Sadakiyans or Sadakiya, Sadaqiya (صدقیه, ca. 770–827/8 A.D.) were a Kurdish Muslim dynasty ruling in northwestern Iran, centered at Urmia. The dynasty, originally a "Mawla" of Azd tribe, was founded by Sadaka ibn Ali, a local Kurdish chieftain, who engaged in skirmishes with Abbasid Caliph Abu Jafar Al-Mansur in 770. Together with his brothers, Sadaka was able to take control of large areas from Mosul as fars as Lake Urmia. According to Baladhuri, after taking Urmia he built several castles and further fortified it by digging a canal around it. He extended his dominion to include, Salmas, Ushno, Lajan, and Sindus in modern-day northwestern Iran.
During reign of Abbasid Harun al Rashid, Sadakiyans were able to further extend their dominion, and the governor of Tabriz  accepted their suzerainty. 
The successful expeditions by Sadakiyans horrified Abbasids, who subsequently sent a large army under command of a general known as Khazima. He could only occupy Maragha and soon was defeated by Sadakiyan forces.  
After Sadaka, his son Ali took power. Ali extended further their dominion.

Ali's son Sadaka II, better known as Zariq (Zardiq,  Zuraiq, Zarir), ruled between 209 and 212 A.H. (824–827/8 A.D.) Like his grandfather (Sadaqa), Zariq was a capable warlord. He contacted the Abbasids and claimed he was ready to battle Babak Khorramdin in return for his rule over Armenia and Azarbaijan.
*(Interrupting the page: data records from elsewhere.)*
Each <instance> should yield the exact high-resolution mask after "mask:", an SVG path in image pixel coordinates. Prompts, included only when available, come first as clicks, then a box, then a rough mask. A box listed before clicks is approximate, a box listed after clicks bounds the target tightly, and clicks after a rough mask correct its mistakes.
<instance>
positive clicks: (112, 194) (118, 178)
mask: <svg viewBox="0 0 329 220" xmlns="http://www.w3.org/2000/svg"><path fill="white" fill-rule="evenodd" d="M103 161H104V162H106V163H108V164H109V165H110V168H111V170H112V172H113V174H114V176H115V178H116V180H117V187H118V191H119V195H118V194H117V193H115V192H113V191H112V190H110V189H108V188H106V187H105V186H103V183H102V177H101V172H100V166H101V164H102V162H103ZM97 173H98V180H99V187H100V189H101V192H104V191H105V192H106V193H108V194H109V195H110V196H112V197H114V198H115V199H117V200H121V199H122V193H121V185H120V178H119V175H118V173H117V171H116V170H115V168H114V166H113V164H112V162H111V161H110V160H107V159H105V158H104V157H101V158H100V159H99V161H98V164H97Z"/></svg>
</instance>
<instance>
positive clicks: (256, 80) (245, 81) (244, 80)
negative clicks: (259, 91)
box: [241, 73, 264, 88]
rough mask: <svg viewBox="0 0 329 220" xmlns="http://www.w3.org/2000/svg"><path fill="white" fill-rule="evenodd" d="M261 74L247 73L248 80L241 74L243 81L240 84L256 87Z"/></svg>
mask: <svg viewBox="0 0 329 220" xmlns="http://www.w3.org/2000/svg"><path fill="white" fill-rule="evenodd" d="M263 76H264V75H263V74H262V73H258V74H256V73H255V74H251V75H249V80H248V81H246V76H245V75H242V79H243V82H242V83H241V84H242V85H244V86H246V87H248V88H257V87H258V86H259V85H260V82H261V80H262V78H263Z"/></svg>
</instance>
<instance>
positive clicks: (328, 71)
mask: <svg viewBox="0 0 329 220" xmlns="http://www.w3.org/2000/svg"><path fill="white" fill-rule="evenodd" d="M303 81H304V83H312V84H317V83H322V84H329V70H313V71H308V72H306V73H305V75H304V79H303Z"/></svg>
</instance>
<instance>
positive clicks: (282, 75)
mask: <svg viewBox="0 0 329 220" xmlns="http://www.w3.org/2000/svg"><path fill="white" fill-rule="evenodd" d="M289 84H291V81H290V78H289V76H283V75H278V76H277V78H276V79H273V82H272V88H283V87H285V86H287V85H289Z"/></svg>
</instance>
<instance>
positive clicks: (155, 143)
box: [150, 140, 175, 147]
The Abbasid Caliph Al-Ma'mun accepted the deal and persuaded him to counter Babak Khorramdin who hid himself in the mountains of Azarbaijan. Zariq led his forces throughout Azarbaijan occasionally skirmishing with Babak's forces however unable to find Babak Khorramdin himself, he retreated back to Urmia and made plans to capture Mosul from the Abbasids.

In 211 A.H. Zariq sent an army to Mosul in order to recapture it. He was initially defeated, but attacked again with a force of forty thousand troops, captured Mosul, and killed Sayid ibn Yunus Azdi. This angered Al-Ma'mun; he sent an Abbasid army to Mosul under the command of Muhammad ibn Humaid.  Finally, Zuraiq was defeated; he was executed in 212 after Ramadan (ca. 827–28 AD). After the death of Zariq, the Sadakiyan dynasty came to an end and Mosul was put under an Abbasid governor.